A Recipe for Spring
There is a date in everyone’s life that stands out to them—the birth of a child, their wedding anniversary, a favorite team winning the World Series. I will always remember a rainy August 4, 2011 as the day that forever changed my life. I was working at Hilo Farmers Market selling coffee, surrounded by local produce. It was the day I started a journey of eating 100% locally sourced foods.
Throughout the process I created a business, Big Island Farm Fresh Foods, which delivered organic local produce to clients’ homes. Having found access straight from farmers, ranchers, and fishermen, it meant so much to me to show that eating locally didn’t have to be expensive or time consuming. However, like many Hawai‘i Island residents, I moved to O‘ahu for a promotion from my day job. Sadly, I closed Big Island Farm Fresh Foods after three delicious years.
Moving to O‘ahu didn’t stop me from seeking local produce. My husband and I struck up conversations with vendors at farmer’s markets. “Where is your farm?” we’d always ask. In the process, we met a couple that raises ducks and chickens for eggs. They invited us over and before we knew it we were in the field surrounded by 35 beautifully loud ducks.
O‘ahu life was busy and expensive. We found local Hawai‘i Island produce at Whole Foods and frequented the Kailua farmer’s markets. Our friends with the ducks asked us to farm sit, which was both exhilarating and terrifying. Caring for 35 ducks and 20 chickens is no easy task. Yet at the end of the day, I’d pick chasing chickens out of the vegetable field and hunting for duck eggs over any job promotion. We left O‘ahu with the farming bug.
After five years of eating a diet of 95% locally sourced food, I can say that my life is enriched because of it. From meats to coconut oil and ingredients in between, locally grown produce is just more nutritious than the store bought equivalent.
Produce varieties sold by the farmer at market have spent less time in transit, are picked at peak ripeness, and are handled by fewer people, which all translates to healthier, more nutritious produce. Supporting the people in my community that are brave enough to farm, ranch, or bounce around on a little boat in a great big sea so we can eat is my favorite part of eating locally.

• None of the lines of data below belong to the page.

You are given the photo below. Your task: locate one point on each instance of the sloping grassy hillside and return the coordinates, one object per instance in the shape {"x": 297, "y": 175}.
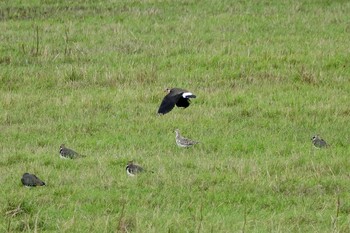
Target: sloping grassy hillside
{"x": 91, "y": 74}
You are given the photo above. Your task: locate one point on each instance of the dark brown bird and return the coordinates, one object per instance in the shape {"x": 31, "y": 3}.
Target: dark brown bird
{"x": 176, "y": 96}
{"x": 132, "y": 169}
{"x": 67, "y": 153}
{"x": 30, "y": 180}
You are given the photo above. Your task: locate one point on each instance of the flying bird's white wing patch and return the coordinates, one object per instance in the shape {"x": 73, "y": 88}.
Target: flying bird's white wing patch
{"x": 186, "y": 94}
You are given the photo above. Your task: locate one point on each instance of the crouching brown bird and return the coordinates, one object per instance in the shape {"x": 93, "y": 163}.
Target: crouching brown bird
{"x": 318, "y": 142}
{"x": 176, "y": 96}
{"x": 133, "y": 169}
{"x": 30, "y": 180}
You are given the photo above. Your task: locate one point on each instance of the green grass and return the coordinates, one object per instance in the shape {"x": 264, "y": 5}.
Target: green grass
{"x": 91, "y": 74}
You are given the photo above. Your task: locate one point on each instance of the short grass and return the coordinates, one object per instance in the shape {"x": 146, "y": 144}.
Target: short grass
{"x": 91, "y": 74}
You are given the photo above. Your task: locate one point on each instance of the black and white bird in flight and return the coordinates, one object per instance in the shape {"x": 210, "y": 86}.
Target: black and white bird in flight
{"x": 176, "y": 96}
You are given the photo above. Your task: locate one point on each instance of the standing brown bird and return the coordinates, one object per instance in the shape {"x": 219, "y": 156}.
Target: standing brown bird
{"x": 176, "y": 96}
{"x": 30, "y": 180}
{"x": 318, "y": 142}
{"x": 183, "y": 142}
{"x": 132, "y": 169}
{"x": 66, "y": 153}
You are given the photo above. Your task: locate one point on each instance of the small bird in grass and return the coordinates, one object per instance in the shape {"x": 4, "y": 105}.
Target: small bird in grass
{"x": 176, "y": 96}
{"x": 319, "y": 142}
{"x": 133, "y": 169}
{"x": 66, "y": 153}
{"x": 30, "y": 180}
{"x": 183, "y": 142}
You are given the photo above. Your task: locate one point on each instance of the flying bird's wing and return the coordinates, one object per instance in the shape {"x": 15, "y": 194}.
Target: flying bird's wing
{"x": 184, "y": 98}
{"x": 168, "y": 103}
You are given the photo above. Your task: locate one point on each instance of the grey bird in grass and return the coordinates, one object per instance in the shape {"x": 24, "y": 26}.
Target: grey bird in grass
{"x": 176, "y": 96}
{"x": 319, "y": 142}
{"x": 133, "y": 169}
{"x": 66, "y": 153}
{"x": 30, "y": 180}
{"x": 183, "y": 142}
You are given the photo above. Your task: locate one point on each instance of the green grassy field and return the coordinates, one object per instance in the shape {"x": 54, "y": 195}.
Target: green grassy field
{"x": 91, "y": 74}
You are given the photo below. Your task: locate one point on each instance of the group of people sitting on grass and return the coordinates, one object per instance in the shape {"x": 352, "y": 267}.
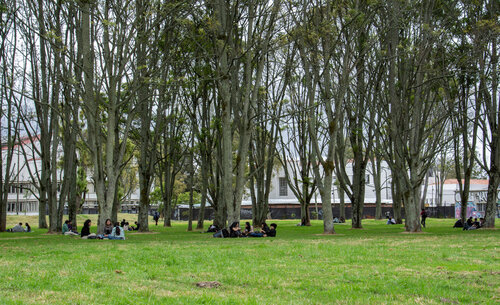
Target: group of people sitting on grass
{"x": 19, "y": 228}
{"x": 125, "y": 225}
{"x": 235, "y": 230}
{"x": 470, "y": 224}
{"x": 111, "y": 231}
{"x": 390, "y": 220}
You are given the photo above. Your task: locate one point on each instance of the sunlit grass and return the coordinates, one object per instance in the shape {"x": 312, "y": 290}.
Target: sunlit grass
{"x": 376, "y": 265}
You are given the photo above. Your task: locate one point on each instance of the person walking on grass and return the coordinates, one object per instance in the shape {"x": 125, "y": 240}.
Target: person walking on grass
{"x": 423, "y": 214}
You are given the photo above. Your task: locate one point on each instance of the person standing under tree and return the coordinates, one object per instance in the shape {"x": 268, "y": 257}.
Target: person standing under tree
{"x": 423, "y": 214}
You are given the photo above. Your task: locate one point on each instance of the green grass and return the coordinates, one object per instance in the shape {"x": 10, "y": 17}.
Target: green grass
{"x": 376, "y": 265}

One of my first farmer friends at the Hilo Farmers Market was Steve Sayre from Lava Rocks Puna Goat Cheese. Their goats are so cute and they eat lots of fresh green Puna grass. I had a craving for his rosemary black pepper chevre and luckily, squash blossoms are in season and were bundled nearby, so I grabbed a few bouquets of golden blossoms and some of Steve’s cheese. They are a great appetizer, are easy to make, and they look stunning on a plate.
Stuffed and Fried Squash Blossoms
16 squash blossoms, stamens removed
4 oz goat cheese, any flavor
1 bunch spinach, washed and trimmed
1 tsp chopped holy basil
salt and pepper to taste
1 cup white flour
1 egg yolk
3/4 cups cold water
pinch each salt and pepper
oil or ghee for frying
Sauté spinach until wilted. Remove from pan and once cooled, press between two paper towels to remove moisture, then coarsely chop. Preheat pan with oil or ghee. Place all filling ingredients into bowl. Season with salt and pepper; stir together. Place about 1 Tbsp. of filling into the cavity of each squash blossom and gently push together to close. Place all batter ingredients into a mixing bowl and stir together until no lumps remain. Dip each stuffed squash blossom into the batter and gently remove the excess. Place each blossom into the oil and fry until the batter puffs and begins to turn golden brown. Remove from oil and drain on paper towel for 1 minute. Transfer blossoms onto a cooling rack, season with salt and pepper. Enjoy immediately.